Hasta ese día en que Griffin le confirmo que ella redactaría el acuerdo, dándole tiempo para reconquistarla en el proceso. Serian largas y tediosas reuniones, seguidas de un café, tal vez una cena, hasta despertar los recuerdos. Y todo sería mejor, infinitamente mejor, sin la comadreja de por medio, sin ataduras de ninguna clase.

Necesitaba a Hermione Granger y la iba tener de vuelta borrando de un plumazo ese paréntesis que no servía para nada.

Y sabia que, aunque ella lo negara y lo rechazara una y otra vez, también sentía lo mismo. Lo supo por su mirada huidiza y por la forma respondió su boca al besarle, incluso por esa mascara de indiferencia que es una mala copia de la de él mismo.

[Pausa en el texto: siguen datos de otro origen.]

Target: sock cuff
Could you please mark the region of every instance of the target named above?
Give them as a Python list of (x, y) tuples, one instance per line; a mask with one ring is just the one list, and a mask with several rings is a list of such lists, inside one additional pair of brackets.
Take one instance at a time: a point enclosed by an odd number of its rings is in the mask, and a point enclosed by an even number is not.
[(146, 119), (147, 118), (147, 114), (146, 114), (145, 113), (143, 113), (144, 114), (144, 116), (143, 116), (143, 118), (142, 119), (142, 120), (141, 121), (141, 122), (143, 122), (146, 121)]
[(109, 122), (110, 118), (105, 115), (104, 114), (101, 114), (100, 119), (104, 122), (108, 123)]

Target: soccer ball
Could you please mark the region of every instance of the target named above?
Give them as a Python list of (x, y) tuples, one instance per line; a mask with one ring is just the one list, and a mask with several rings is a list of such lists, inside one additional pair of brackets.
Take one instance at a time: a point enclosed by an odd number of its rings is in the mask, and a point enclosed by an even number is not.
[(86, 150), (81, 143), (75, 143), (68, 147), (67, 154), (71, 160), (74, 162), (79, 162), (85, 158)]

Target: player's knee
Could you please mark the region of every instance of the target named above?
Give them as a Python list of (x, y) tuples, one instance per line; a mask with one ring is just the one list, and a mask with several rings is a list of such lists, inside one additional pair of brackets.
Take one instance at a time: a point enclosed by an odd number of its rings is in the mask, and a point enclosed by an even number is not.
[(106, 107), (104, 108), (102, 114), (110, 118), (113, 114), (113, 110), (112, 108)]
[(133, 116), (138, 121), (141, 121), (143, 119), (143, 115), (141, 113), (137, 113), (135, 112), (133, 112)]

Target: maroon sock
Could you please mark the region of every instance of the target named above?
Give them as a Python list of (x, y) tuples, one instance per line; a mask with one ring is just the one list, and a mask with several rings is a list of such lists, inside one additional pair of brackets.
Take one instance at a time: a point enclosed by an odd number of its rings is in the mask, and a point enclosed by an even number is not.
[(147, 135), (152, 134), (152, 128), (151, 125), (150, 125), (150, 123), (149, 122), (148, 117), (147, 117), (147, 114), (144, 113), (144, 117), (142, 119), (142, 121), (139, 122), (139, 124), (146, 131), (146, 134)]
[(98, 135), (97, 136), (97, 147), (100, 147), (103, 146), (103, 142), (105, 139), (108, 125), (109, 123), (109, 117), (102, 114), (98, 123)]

No le importa que paso o que hizo Hermione en los años que no supo de ella, aun cuando se hubiera acostado con el medio hermano de Hagrid o hubiera asesinado el ultimo unicornio en extinción, por él está bien.

Lo único que le interesa es tenerla a su lado cueste lo que cueste. Un Malfoy no se rinde.

La luna ya riela el mar cuando Draco se decide al cambio de guardia. Sigilosamente despierta a Charlie, quien sale del refugio medio adormilado. Draco, con una sonrisa astuta da gracias mentales a la estrechez del lugar y se instala al lado de Hermione. La respiración acompasada de la chica ejerce un efecto sedante y sin darse siquiera cuenta se queda dormido.